Monday, May 25, 2015

Oh, the People you'll Meet!

Marc and Luc, Sommerwind, Ecuador
Our trip south was all about the places you'll go.  We saw fortified Caribbean cities, Dr. Seuss trees in living color in the rain forest, ruins of ancient civilizations, crashing blue glaciers, cute penguins, and incredible landscapes.  It was everything we'd imagined, and much more that had never before entered our heads.

Cartagena, Colombia
Any roadside
Vina del Mar, Chile
Otovalo, Ecuador
El Cabo, Peru
El Chalten, Argentina
Huanchaco, Peru
Puerto Deseado, Argentina
Perito Moreno, Argentina
Otovalo, Ecuador
Trujillo, Peru
Pucon, Chile
Torres del Paine, Chile
As the northern hemisphere holiday season approached, I got a little wistful for friends and family.  Luc even suggested sending me home for Christmas, but luckily Eric and Janique's separate plans to visit us panned out, and we had 5 weeks of Chilean adventures with them.  With Janique we visited San Pedro de Atacama with plenty of desert and ocean on the drive to and from.  With Eric, a motorcycle adventure in northern Patagonia.
WishICouldRemembertheNameofthisBeach, Chile

Isla Negra, Chile

Santiago, Chile
San Pedro de Atacama, Chile
Santiago, Chile
Lago Ranco, Chile
Pichilemu, Chile
The trip north from Ushuaia, our southernmost point, has been about the People You'll Meet.  The cornerstone of our trip was in Santiago with Diego Rojas and Catriona Moffat.  We set out from Vermont to reach them, and on our trip returned to them over and over again.  They adopted us as family (Eric and Janique, too).  When we build the map of our trip, with little dots for the places we stayed, we will mark their home with a shiny star.

Janique with Catriona, Ellie, Oso, Emelio, Twiglet, Sammy and half of Diego
As we traveled north, our focus on people increased, and the landscape receded into the fuzzy background. In fact, in Ecuador, the only "sites" we saw were in the company of friends.  We spent 4 days in Cuenca with Humberto and Maria and barely left the campground.
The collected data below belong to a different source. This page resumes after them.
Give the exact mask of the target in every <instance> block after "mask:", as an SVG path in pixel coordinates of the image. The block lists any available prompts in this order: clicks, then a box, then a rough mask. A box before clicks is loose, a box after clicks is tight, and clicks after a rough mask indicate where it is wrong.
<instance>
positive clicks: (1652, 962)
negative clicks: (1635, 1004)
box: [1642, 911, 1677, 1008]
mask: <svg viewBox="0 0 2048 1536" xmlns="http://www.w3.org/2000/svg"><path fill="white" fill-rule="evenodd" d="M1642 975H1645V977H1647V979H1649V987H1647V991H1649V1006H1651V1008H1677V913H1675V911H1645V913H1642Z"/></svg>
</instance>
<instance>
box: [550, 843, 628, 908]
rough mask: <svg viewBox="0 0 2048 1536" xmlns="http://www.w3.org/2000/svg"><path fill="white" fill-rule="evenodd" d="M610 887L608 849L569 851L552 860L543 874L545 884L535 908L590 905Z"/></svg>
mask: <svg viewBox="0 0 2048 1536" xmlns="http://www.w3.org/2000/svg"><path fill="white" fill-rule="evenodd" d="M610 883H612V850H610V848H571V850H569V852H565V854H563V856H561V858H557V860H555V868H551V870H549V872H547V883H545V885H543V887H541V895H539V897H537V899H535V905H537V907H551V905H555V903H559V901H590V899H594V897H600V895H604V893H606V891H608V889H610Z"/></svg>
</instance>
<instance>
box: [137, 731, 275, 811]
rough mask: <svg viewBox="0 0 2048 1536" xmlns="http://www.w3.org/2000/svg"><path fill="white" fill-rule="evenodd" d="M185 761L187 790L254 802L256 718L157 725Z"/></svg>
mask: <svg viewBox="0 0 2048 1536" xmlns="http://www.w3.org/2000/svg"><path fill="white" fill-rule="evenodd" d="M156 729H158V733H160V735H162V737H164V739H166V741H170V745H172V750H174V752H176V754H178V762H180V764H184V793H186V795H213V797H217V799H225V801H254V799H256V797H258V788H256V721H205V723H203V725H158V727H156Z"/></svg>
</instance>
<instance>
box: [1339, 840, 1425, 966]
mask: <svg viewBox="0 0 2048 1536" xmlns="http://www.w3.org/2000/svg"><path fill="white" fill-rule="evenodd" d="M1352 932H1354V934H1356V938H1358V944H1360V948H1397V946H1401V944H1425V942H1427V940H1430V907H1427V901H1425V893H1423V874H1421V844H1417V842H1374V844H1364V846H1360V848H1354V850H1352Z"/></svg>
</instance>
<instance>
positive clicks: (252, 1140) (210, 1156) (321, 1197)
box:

In Archidona we visited PlayaSelva, the rainforest eco-hostel of Margarita and her husband Rodrigo who we had met on the way down.
Manfrido at PlayaSelva

Luc at PlayaSelva




In Iberra, we stayed at the wonderful Sommerwind campground. We had met the owner, Hans, on our first trip through Ibarra, when he saw our rig at a mechanic and stopped to introduce himself and gave us his card.  On our journeys we met many people who had stayed at his wonderful campground, including the Lally's who had spent Christmas there.  We found many friends at Sommerwind:  Marc and Carina from Belgium - traveling together on the back of a Honda TransAlp motorcycle, Michele and Gaetan from Orleans, France, who sold everything and piled their lives into a camping van, Karin and Manfred from Germany, Elisabeth and Leo from Switzerland, Catherine and Nicholas and their sweet sons Alexis and Valentin from Belgium.  We stayed 5 days and only left the campground to run along the lake.


Carina and Marc

Our friends at Sommerwind
We have sorted out the plans for our return.  The vehicles are scheduled to sail from Cartagena to Fort Lauderdale, Florida on June 11.  We will follow shortly thereafter after reconnecting with our friends in Cartagena.  In Florida, we hope to help Alex and Katie celebrate their children's June birthdays.  Luc will collect all the gear he has just mail-ordered, load up the bike, and head west to California to visit Brendan and Gerry, Annie and Luca, Cathy and Philip, Janique and Paulius, and then west to Marc in Fernie... No doubt he will make friends more along the way.

For me, the family reunions begin today.  We will travel to Cali where we will stay with Ana Maria Casasfranco and her family, my exchange sister from over half a lifetime ago.  Last night we talked on the phone - it felt like the day before Christmas.  I am giddy with anticipation!